Is it any wonder the world has difficulty making sense of Washington’s loudly proclaimed support for democracy and freedom? Consider the following: the headline, in the Financial Times of September 8-9, reads “Bush’s fury at [a certain Asian] regime.” Now try to guess which country is the object of his indignation.
According to the report, “President George W. Bush, who is in Sydney, called for the regime to ‘stop arresting, harassing, and assaulting pro-democracy activists for organizing or participating in peaceful demonstrations.’”
The regime in question, meanwhile, has alleged that “external, anti-government groups” were trying to foment uprising and warned that: “The people will not accept any acts to destabilize the nation and harm their interests and are willing to prevent such destructive acts.”
The article could easily be about China. The authorities in Beijing constantly “arrest, harass, and assault” pro-democracy activists and many others, and back up their intent to prevent “acts to destabilize the nation” with massive censorship, internet and cell-phone monitoring, and the deployment of tens of thousands of secret police and paramilitary People’s Armed Police. And they regularly blame “foreign forces” for what are actually indigenous Chinese demands for freedom.
But of course the country in question is not China. It is Burma, which has an ugly military regime that China supports. Yet in spite of the fact that the behaviors of the regimes in Burma and China are nearly identical, the United States regularly scolds and sanctions the Burmese regime, while embracing and engaging the government in China.
So angry is Bush with Burma that he has “excluded its military leader from a planned summit between the U.S. and the Association of Southeast Asian Nations in Texas.” Yet a day before announcing this, the same President Bush had a cordial talk with (unelected) Chinese President Hu Jintao. Unlike Burmese pariah Than Shwe, Hu was welcomed warmly in Washington last April. In Sydney two days ago, Mr. Bush accepted Hu’s invitation to attend the Olympics next year—in drum-tight Beijing, from which city many dissidents and activists have already been expelled, a year ahead of the games.

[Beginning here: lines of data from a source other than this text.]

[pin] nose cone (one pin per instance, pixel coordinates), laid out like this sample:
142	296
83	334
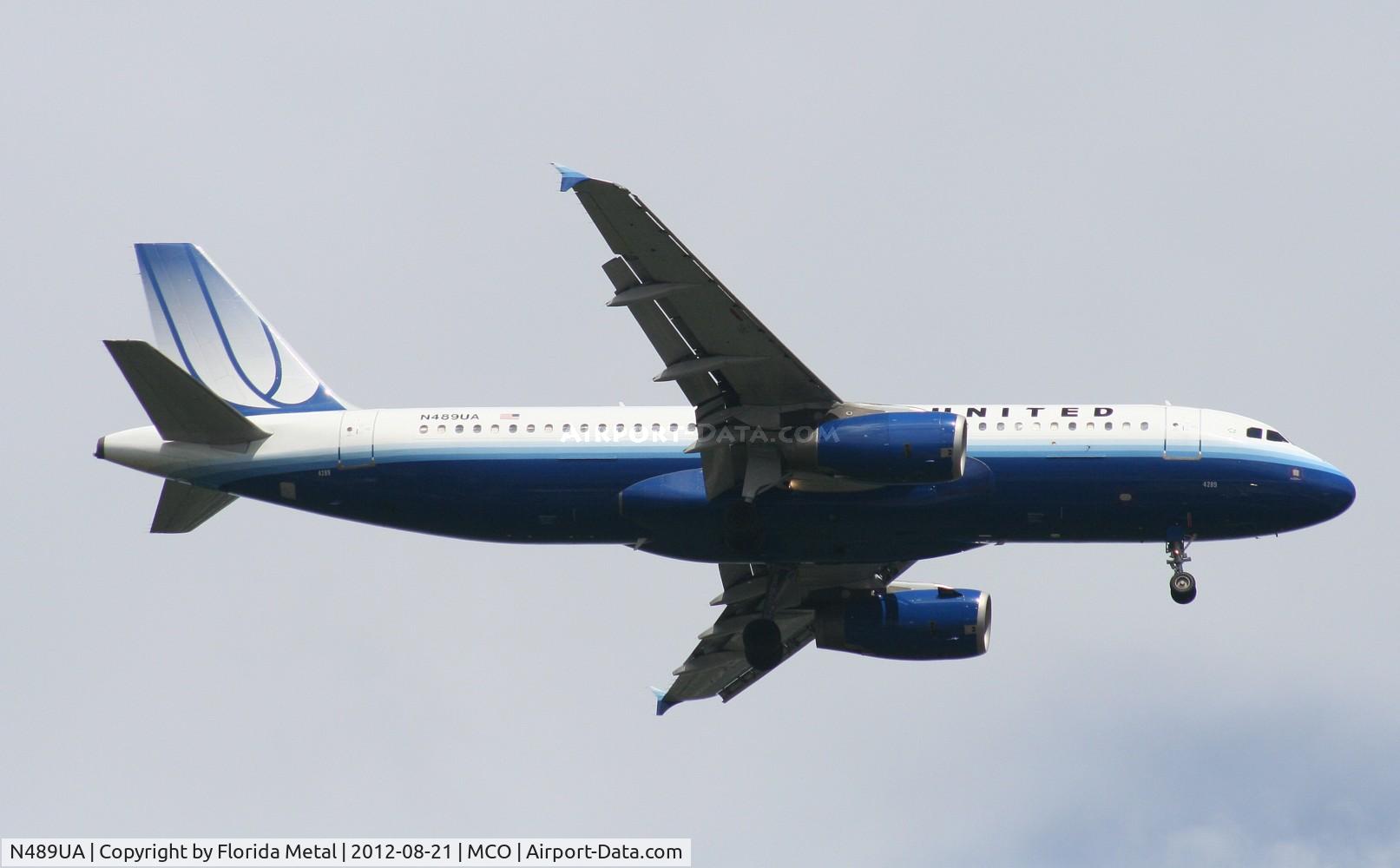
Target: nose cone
1331	491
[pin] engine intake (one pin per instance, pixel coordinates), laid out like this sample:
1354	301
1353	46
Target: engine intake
943	623
890	448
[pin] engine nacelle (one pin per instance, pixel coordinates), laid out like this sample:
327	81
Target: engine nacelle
888	448
943	623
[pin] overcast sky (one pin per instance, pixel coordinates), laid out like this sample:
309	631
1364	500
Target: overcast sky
933	205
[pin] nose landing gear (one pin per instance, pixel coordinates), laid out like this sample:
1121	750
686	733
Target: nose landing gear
1183	584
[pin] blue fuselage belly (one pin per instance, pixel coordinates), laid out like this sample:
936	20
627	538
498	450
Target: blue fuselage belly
1030	499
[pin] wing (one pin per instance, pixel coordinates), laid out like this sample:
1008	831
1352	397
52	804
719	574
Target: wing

To confuse things even further, on August 27, evidently facing not-so-veiled military threats from China, top Bush administration officials administered unprecedented public scoldings to the elected government of Taiwan for planning a referendum about applying to the United Nations. But then last Thursday Bush seemed to reverse that position in a speech that called Taiwan’s evolution to democracy “one of the great stories of our time.”
Where is our true policy in this muddle? If we genuinely value democracy, why are we so ambivalent and self-contradictory about its practice in Taiwan? If dictatorships are best treated by engagement and dialogue, as with China, then why doesn’t the administration reach out to Burma to break its diplomatic isolation? But if pressure and quarantine are the right approach to autocracies, as our Burma policy suggests, then why doesn’t Mr. Bush rethink his plan to visit Beijing? The administration should strive for more consistency in its policies.